Proposed cull.Verdict `yaml:"proposed,omitempty"`
// DecidedAt is when Verdict last changed (RFC3339); recency for the learner.
DecidedAt string `yaml:"decided_at,omitempty"`
}
R-CAP-5(MUST) On cull,Proposedis set to the machine verdict and equalsVerdict(no override yet). On a human override (verdictCLI / studio),Verdictchanges andOverride=truebutProposedis preserved — yielding the(Proposed → Verdict)correction pair.R-CAP-6(MUST) The records stay human-readable YAML (0001§3) and deterministic given the same inputs (R-GLOBAL-7) — exceptDecidedAt, the one intentionally time-varying field.
5. Non-goals (this spec)¶
- The learner itself — model, profile auto-tuning, the
learncommand: Phase 4. - A cross-shoot catalogue / global store — explicitly out (
0001§2;R-CAP-1). - Full event sourcing — we keep the latest decision per frame (signals + proposed + final + decided-at), not every intermediate flip. An append-only event log is a possible future enrichment if the learner wants trajectories; flagged, not built (§7-Q2).
- PII / consent for training — the records are local, per-shoot, never leave the machine; revisit only if learning ever moves cloud-side.

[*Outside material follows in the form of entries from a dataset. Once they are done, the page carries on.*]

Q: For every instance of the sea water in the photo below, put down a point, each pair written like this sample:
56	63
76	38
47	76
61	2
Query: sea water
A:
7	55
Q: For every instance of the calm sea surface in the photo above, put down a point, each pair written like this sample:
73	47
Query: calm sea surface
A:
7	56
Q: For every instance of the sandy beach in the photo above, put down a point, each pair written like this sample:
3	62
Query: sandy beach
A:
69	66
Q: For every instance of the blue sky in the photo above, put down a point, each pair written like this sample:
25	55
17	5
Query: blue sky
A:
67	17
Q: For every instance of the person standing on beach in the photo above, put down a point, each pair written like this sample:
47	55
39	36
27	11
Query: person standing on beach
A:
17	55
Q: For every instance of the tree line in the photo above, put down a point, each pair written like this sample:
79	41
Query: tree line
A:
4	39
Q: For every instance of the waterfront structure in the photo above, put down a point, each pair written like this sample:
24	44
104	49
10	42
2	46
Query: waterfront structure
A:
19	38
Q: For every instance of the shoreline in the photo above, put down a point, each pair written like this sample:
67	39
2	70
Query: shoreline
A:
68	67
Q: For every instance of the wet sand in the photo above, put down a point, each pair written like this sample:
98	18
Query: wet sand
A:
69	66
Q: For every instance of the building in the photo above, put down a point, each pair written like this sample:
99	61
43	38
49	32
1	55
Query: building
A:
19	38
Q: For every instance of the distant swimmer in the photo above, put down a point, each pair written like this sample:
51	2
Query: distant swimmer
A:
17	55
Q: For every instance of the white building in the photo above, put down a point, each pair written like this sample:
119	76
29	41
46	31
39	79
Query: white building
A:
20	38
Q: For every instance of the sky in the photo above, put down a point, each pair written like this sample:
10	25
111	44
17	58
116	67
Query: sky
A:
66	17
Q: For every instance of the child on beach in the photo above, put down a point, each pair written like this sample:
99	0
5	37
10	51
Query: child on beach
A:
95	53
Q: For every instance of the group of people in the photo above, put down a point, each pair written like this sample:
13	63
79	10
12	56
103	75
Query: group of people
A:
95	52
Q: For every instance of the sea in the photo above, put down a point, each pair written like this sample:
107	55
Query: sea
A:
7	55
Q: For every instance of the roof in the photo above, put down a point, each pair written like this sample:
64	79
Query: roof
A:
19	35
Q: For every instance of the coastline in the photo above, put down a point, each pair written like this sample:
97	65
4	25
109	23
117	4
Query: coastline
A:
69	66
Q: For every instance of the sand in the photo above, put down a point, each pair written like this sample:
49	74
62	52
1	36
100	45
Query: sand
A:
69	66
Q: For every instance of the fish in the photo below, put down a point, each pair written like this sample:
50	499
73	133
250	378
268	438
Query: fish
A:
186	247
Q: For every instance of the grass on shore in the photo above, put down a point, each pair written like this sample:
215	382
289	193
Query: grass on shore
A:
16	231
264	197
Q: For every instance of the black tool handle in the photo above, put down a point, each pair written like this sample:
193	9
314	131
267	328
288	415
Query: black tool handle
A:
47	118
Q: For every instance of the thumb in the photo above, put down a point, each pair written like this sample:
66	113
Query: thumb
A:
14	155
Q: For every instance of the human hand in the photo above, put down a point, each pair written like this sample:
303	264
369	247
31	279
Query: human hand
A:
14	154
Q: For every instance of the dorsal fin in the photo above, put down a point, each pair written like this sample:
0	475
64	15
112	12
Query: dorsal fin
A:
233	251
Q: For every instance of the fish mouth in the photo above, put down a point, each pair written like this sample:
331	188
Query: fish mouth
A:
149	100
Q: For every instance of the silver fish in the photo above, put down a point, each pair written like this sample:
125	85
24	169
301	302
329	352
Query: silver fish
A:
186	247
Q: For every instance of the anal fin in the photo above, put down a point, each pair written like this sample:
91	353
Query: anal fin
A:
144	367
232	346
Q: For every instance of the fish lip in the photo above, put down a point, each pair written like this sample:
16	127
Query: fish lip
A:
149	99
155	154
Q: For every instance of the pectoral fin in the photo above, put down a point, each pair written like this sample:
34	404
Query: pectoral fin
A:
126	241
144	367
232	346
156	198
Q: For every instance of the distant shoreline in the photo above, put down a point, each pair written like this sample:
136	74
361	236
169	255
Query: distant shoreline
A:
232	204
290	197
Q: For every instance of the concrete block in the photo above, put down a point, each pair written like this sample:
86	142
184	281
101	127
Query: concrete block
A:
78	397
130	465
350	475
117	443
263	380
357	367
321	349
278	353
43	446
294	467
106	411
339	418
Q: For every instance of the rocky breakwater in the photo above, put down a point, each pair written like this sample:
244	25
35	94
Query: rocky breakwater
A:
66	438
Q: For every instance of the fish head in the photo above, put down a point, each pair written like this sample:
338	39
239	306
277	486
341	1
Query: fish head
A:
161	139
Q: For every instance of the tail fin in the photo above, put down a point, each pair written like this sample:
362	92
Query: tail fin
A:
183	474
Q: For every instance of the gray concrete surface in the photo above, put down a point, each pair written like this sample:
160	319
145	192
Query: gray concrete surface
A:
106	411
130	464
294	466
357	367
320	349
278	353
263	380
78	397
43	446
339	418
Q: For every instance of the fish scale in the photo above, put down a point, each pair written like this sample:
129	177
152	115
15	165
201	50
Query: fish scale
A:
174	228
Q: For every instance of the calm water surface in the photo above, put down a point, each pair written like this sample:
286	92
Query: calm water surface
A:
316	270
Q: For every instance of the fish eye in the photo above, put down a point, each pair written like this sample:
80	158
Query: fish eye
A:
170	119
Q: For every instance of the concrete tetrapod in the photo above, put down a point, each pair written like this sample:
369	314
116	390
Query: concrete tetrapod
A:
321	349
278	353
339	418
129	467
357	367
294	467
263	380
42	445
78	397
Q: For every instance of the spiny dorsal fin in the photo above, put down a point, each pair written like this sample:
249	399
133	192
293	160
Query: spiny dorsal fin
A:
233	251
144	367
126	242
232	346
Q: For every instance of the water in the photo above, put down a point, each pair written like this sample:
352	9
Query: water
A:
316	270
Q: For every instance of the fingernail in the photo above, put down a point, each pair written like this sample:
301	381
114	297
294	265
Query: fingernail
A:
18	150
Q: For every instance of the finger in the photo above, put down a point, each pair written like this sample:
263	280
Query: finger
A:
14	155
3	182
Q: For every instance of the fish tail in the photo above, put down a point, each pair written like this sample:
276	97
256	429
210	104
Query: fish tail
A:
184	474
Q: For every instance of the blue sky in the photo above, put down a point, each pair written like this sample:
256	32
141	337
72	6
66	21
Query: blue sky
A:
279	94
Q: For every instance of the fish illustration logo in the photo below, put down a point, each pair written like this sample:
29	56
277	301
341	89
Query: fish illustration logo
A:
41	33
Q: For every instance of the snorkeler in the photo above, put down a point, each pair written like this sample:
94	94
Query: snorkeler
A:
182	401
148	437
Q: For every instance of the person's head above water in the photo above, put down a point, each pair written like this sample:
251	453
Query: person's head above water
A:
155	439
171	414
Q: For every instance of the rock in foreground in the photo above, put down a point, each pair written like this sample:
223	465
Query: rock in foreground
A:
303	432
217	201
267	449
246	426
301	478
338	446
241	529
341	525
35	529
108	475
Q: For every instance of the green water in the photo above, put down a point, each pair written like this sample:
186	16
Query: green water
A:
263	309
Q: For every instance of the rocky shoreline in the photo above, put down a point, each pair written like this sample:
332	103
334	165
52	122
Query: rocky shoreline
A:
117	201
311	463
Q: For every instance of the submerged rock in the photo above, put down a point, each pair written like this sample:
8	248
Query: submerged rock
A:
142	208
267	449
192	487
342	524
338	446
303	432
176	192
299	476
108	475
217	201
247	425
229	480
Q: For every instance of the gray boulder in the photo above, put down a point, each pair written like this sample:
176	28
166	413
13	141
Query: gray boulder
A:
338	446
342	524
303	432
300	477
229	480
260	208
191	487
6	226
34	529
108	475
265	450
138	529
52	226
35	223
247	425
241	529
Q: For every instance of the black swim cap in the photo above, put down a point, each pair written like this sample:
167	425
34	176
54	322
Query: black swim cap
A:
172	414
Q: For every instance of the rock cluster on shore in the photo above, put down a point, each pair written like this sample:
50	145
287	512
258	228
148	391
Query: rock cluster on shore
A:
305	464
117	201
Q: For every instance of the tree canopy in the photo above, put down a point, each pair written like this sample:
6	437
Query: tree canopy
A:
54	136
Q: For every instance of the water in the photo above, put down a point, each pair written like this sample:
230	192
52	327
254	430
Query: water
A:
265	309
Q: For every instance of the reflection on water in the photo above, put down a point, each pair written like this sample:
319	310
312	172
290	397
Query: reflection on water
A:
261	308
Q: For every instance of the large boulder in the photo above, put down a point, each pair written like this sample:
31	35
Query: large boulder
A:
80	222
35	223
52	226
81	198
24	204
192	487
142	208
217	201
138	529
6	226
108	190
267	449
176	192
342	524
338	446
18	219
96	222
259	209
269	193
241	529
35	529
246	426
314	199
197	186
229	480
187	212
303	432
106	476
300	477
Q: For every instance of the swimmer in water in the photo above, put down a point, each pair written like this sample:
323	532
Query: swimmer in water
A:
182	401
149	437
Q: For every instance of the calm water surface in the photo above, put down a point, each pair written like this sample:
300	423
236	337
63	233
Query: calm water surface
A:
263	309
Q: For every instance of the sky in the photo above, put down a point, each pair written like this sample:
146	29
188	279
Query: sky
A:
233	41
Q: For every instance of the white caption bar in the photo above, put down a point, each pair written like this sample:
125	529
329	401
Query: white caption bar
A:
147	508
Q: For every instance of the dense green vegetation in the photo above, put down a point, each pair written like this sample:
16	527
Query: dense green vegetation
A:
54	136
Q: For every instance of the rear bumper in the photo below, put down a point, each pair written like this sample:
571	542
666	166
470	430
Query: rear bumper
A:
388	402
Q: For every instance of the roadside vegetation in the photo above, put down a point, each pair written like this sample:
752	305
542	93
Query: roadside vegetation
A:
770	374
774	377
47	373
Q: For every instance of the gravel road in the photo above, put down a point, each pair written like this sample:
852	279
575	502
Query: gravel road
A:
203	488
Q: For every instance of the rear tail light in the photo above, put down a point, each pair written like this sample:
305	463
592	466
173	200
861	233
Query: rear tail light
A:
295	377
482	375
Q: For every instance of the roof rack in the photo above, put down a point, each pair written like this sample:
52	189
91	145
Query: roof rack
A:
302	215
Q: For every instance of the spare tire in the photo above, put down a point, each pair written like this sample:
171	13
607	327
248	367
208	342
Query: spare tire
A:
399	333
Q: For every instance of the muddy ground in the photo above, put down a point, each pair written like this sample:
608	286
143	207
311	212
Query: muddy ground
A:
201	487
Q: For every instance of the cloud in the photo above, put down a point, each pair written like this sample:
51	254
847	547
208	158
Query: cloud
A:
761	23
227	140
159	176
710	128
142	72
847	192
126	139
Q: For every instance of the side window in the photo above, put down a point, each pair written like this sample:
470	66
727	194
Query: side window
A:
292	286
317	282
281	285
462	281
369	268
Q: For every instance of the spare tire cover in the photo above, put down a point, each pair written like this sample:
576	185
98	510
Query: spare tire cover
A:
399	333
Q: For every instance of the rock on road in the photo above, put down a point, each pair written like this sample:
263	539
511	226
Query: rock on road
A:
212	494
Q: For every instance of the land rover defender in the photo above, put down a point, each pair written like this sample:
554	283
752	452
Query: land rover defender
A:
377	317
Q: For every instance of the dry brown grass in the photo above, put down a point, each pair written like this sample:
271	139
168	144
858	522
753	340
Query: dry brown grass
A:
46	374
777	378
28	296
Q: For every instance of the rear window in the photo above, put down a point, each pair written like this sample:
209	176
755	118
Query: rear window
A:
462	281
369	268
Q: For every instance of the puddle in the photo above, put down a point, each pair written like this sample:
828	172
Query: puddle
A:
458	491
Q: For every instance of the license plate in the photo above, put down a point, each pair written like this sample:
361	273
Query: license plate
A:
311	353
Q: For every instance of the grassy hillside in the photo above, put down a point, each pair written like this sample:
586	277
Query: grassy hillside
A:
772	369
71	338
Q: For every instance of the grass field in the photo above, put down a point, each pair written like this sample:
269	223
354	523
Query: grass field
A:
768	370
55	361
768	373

6. Implementation plan (alongside the eye wiring)¶
The minimal substrate, TDD, deterministic-core unit-tested:
shoot.FrameVerdictgainsProposed+DecidedAt;Verdicts.OverridepreservesProposed, stampsDecidedAt(passed in, not read from the clock, to stay testable —R-GLOBAL-7). Round-trip + override unit tests.pipeline.CullsetsProposed= the resolved verdict and persists the per-frameSignalsto the analysis cache.shootgains analysis-cache read/write (.krites/analysis/), keyed by frame + analysis-version. Pure (de)serialisation, unit-tested.- Docs: a short "what krites records, and why (Phase-4 ready)" page.
Layered so it lands with the eye-signal wiring — the first real culls then bank labelled data including the new eye signal.
7. Open questions¶
- Q1 — analysis-cache granularity. One file per frame
(
.krites/analysis/<frame>.yaml) vs oneanalysis.yamlmap for the shoot. A per-frame file diffs cleanly and resumes well on 4,000 frames; a single map is simpler. Recommend: one map file now (matchesverdicts.yaml), revisit if it gets heavy. - Q2 — latest-state vs event log. Keep only the latest decision per frame, or append every change? Recommend: latest-state now (§5); event log deferred to Phase 4 if the learner wants trajectories.
- Q3 — profile identity. Store just the profile name, or name + a content hash of its thresholds? Recommend: name + hash — the thresholds move, and the learner needs to know which were in force.